Michael Gurevich

Associate Professor of Music



Bio

Michael Gurevich teaches courses in media art, computer-based composition, and physical computing, and also designs, studies, and composes for interactive music systems. Framed through the interdisciplinary lens of Interaction Design, his research explores new aesthetic and interactional possibilities that can emerge in performance with real-time computer systems.
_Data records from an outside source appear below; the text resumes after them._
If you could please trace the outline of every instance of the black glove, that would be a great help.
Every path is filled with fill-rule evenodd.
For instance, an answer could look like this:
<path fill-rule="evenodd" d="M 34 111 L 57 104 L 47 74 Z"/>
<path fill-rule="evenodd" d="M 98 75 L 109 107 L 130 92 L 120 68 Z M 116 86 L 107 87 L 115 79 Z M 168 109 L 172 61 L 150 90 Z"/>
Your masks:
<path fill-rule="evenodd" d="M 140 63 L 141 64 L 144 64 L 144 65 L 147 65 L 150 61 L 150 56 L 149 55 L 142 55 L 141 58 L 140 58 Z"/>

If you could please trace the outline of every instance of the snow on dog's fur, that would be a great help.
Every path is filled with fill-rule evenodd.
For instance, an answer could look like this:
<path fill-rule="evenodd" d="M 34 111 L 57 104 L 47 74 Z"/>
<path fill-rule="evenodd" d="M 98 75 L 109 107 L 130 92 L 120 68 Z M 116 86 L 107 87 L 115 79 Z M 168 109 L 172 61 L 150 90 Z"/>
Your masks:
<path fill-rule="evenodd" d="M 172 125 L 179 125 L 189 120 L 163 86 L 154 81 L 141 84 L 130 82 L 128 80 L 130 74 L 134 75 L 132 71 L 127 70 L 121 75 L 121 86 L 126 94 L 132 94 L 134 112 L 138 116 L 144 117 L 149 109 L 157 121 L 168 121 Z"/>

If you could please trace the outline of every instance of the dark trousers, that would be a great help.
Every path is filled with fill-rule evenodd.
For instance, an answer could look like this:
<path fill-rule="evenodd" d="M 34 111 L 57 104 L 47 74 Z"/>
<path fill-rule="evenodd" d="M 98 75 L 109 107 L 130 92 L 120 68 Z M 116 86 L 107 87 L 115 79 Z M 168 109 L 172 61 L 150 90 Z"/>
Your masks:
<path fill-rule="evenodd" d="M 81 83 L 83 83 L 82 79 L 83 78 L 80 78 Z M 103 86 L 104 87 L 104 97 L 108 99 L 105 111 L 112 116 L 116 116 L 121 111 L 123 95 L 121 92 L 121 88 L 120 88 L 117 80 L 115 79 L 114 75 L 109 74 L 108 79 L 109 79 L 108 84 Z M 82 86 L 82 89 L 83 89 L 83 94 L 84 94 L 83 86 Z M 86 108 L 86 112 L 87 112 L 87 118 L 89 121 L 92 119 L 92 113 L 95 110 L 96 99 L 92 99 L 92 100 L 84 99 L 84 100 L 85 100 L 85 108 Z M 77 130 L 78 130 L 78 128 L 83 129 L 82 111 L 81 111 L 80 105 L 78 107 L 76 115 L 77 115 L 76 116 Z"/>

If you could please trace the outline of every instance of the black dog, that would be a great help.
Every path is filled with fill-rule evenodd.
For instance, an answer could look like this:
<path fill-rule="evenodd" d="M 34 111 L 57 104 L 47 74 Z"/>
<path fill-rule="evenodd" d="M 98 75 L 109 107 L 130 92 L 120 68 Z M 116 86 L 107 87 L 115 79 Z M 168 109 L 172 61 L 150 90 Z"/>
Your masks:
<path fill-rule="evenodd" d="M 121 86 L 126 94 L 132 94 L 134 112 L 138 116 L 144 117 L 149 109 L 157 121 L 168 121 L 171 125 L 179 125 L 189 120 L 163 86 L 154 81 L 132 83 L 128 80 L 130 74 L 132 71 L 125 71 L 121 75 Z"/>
Using quantitative, qualitative, ethnographic, and practice-based methods, he studies how phenomena such as skill and style appear in digital music performance.

Prior to the University of Michigan, Gurevich was a Lecturer at the Sonic Arts Research Centre (SARC) at Queen’s University Belfast, where he co-founded the Performative Interactions research group and co-directed QUBe, an ensemble for experimental and improvised music with acoustic and electronic instruments. He completed a postdoc at the Center for Computer Research in Music and Acoustics (CCRMA) at Stanford University, and spent 2 years as a research scientist at the Institute for Infocomm Research (I2R), a member of Singapore’s A*STAR family of leading R&D institutions.

During his PhD at Stanford he developed the first computational acoustic models of whale and dolphin vocalizations, working with Jonathan Berger and Julius Smith as well as collaborators at the Hopkins Marine Station and Stanford Medical School. Concurrent research with Chris Chafe and Bill Verplank investigated networked music performance and haptic music interfaces, which remain among his areas of interest today.

Gurevich is an active author, editor, and peer reviewer in the New Interfaces for Musical Expression (NIME), computer music, and human-computer interaction (HCI) communities. He has published in several leading journals and has presented his work at numerous conferences around the world.